Should I take logarithm of weights in WLS regressions I am new here.
I have a question regarding the anlaytical weights used in ivreghdfe or reghdfe regressions. People usually take aweights in STATA, my question is how we deal with the weight if the weight itself is highly skewed?
Should we take the logarithm over that or should we drop those outlier observations simply?
 A: No, you should not take the logarithm of analytical weights or drop observations with high weights.
When you use weights in a model, you are telling stata how many people in your population had certain characteristics. If you are using frequency weights, for example, you might have counted 10 people who exercised 1 hour a week, smoked, and had heart disease, and then 40 people who exercised 3 hours a week, smoked, and had heart disease.
When a weight is high, that just means that lots of people in your population had a given pattern of data. If you were to drop "outlier" weights because they were too large, you would be discarding a lot of people from your dataset just because their experience was really common. This forces your model to make inferences on uncommon people, and it tells people that the most common covariate patterns never happened.

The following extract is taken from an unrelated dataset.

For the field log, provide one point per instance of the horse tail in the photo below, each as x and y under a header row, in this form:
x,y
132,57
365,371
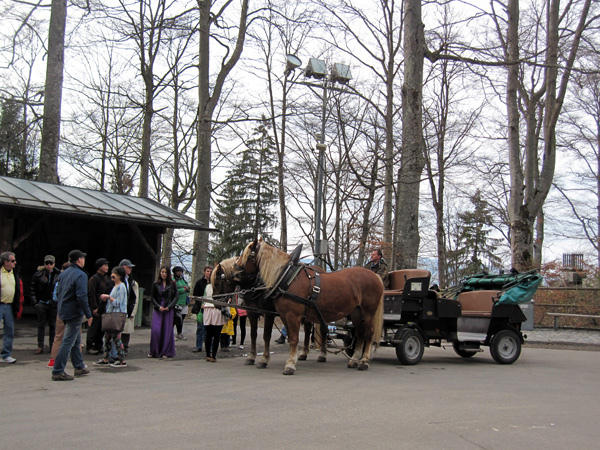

If you were to take the logarithm of weights, you would misrepresent how common a given pattern of characteristics was in your population. The model would weight patterns of observations from a group of 200 only a little bit higher than patterns of observations from a group of 100 (because log(200) / log(100) = 1.15) while for correct inference, it needs to weight the pattern of observations from the group of 200 twice as heavy as the group of 100.
Analytic weights as you reference don't work exactly as described above, but the same principle applies. You should not take the log of weights or drop "outlier" weights.